Employees’ rights in the case of group layoffs

The law provides for two specific rights to employees in the case of group layoffs: entitlement to severance pay and a right to re-employment.

The amount of severance pay depends on the employee’s compensation and duration of service in the organisation. The amount of the statutory severance pay is from one month’s salary to three months’ salary. However, it is capped at 15 times the minimum remuneration for work in Poland. This means that from 1 January 2024, this cap is 63,630 złotys.

In practice, employers often give employees additional monetary benefits besides the statutory severance pay. The most common benefits include additional severance pay, the ability to use outplacement programmes, extended private medical insurance or partial financing of training. Sometimes, these are offered to incentivise employees to sign mutual settlement agreements on the termination of employment.

Employees who are dismissed in a group layoff have the right to be rehired. If three conditions are fulfilled, the employer has to take back a dismissed employee. First, the employee must have lost their job as part of a group layoff. Second, the employer must rehire employees from the same occupational group. Third, the employee must say they want to work again within a year of losing their job. In practice, this right can be difficult for large employers who hire and fire employees at the same time. This is why it is important to determine which occupational groups can be exempted and which are included in the layoff rules or agreement.
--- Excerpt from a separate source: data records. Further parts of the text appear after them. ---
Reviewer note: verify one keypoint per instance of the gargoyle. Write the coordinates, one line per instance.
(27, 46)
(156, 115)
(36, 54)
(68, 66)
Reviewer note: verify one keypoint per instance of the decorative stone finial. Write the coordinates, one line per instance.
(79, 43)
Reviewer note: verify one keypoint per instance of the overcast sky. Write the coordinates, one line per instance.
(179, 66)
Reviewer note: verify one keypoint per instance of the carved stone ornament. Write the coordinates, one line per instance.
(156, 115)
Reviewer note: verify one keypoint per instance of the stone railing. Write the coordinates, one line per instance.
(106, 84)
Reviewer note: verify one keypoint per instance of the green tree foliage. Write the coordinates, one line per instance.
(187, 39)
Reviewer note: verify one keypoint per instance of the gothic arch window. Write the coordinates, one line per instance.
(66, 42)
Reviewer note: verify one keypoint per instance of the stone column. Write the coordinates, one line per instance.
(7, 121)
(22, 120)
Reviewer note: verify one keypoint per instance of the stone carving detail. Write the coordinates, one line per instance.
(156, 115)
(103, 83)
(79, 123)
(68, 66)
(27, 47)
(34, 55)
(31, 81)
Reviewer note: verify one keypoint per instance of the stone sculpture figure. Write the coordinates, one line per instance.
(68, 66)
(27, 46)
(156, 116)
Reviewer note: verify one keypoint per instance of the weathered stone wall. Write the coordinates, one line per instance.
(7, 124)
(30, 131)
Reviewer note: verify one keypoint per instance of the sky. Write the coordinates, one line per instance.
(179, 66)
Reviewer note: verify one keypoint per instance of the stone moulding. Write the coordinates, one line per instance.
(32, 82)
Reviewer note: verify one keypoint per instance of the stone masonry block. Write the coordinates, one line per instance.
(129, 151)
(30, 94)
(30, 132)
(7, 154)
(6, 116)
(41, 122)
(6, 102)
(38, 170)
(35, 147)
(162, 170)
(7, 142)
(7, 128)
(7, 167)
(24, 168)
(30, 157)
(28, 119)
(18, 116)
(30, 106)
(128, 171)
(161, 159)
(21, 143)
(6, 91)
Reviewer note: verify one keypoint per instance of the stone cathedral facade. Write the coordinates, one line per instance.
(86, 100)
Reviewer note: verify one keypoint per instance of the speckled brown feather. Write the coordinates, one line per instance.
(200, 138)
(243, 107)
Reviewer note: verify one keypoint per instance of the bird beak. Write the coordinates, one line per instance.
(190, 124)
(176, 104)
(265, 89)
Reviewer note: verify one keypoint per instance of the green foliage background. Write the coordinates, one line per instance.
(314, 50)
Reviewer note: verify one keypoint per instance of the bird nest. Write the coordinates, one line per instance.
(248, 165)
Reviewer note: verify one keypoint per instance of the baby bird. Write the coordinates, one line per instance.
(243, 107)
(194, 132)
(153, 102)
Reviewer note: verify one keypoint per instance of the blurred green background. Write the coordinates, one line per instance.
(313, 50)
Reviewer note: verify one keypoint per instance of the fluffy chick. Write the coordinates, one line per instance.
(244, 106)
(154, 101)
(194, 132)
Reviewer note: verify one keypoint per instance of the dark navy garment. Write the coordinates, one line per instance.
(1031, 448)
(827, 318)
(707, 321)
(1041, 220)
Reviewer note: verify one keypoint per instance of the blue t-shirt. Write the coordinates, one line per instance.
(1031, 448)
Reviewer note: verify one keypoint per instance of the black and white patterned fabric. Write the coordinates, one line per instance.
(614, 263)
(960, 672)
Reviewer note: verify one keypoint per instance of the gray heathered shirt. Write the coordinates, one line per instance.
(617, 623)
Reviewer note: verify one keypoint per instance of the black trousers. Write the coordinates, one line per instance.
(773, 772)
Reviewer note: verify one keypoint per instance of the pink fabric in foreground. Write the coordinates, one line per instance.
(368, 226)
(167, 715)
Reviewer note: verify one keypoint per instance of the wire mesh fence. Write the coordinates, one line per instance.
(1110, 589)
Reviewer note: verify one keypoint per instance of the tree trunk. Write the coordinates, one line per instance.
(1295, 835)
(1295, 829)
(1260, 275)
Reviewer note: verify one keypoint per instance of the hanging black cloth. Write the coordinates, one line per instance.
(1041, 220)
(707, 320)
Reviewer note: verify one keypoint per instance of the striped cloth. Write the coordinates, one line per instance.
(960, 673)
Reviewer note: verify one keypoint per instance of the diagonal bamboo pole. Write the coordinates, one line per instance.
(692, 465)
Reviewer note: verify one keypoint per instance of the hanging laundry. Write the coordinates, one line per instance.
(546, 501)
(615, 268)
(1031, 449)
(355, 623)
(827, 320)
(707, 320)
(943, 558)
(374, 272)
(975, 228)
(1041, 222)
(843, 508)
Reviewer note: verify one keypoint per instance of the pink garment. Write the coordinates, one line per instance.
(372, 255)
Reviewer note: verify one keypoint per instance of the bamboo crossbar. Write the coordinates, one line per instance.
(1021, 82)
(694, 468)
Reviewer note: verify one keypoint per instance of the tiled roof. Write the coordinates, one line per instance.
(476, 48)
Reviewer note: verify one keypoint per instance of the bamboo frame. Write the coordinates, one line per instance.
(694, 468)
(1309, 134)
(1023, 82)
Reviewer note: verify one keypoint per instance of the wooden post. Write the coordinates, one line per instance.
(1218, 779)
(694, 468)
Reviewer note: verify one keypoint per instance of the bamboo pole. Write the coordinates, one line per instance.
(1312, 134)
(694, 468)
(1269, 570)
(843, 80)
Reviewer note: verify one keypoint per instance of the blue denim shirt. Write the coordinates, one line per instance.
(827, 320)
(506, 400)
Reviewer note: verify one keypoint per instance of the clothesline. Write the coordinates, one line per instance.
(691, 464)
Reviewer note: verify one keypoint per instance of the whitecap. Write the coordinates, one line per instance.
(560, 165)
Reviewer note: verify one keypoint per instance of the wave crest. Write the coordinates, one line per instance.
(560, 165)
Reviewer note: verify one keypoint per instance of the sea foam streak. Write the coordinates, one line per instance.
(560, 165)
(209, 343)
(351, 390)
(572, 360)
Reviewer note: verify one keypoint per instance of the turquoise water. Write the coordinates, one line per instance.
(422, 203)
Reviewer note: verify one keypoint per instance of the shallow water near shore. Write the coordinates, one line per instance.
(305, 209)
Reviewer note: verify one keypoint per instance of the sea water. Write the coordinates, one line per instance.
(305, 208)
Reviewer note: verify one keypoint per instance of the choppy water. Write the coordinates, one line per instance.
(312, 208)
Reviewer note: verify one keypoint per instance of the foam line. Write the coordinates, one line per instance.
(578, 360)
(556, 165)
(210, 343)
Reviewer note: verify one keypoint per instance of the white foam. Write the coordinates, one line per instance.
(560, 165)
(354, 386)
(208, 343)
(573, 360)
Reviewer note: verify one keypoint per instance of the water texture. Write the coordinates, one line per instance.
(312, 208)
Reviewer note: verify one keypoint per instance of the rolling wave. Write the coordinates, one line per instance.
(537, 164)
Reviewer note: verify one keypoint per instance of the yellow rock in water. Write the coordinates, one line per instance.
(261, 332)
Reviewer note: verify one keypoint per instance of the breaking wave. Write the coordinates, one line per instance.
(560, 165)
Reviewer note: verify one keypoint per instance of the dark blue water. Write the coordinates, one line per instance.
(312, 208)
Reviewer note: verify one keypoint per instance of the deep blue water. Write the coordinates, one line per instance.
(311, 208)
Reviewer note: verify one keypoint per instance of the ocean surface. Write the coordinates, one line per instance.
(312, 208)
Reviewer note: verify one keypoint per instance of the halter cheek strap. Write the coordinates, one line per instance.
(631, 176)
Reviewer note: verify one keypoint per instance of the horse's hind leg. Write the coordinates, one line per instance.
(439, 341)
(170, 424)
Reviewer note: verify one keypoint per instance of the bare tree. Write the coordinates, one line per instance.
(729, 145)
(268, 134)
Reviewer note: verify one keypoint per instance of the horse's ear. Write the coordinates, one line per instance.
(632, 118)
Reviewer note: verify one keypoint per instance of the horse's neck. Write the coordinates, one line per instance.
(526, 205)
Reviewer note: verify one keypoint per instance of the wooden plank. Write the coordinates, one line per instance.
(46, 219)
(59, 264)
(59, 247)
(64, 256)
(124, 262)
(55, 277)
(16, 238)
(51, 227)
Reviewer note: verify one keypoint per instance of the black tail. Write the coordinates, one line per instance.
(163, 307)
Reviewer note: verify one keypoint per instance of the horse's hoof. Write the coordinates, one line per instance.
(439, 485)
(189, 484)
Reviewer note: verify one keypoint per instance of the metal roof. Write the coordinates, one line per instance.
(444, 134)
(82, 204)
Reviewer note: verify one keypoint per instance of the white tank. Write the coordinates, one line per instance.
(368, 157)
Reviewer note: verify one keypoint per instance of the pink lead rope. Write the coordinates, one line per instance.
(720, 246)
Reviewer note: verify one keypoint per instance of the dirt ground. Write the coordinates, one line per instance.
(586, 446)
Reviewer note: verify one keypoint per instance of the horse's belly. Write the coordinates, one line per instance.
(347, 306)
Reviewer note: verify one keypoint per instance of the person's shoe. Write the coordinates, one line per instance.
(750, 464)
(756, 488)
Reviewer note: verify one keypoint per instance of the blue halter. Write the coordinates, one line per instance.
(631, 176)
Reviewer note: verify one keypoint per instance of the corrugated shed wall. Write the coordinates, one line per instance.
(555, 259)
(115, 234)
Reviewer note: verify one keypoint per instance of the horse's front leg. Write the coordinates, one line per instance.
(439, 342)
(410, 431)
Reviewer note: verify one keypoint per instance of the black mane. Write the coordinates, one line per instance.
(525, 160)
Another entitlement that should be considered is protection from unilateral termination of some types of staff. This means that some types of employees (e.g. pregnant women) cannot be fired unilaterally unless the employer accepts the high risk of facing unfair dismissal lawsuits that are likely to happen in such cases. However, the extent of protection depends a great deal on the situation of the group layoff and the status of protected employees. In some cases, it may transpire that the protection does not apply, for example, because the employer has since gone out of business). So, a case-by-case analysis is needed in this regard.


We often tell our clients that they should perceive a group layoff as an ordinary but time-consuming HR process. It sometimes happens even in prosperous companies, and it usually ends with staff getting better severance packages than they would if laid off individually.

Thus, we encourage keeping this perspective in mind when we hear of group layoffs or are helping a client to plan one. How difficult this process will be operationally for the given employer depends to a large extent on the employment set-up and how things are arranged from day one. For this reason, it is worth being well prepared for this process before it begins.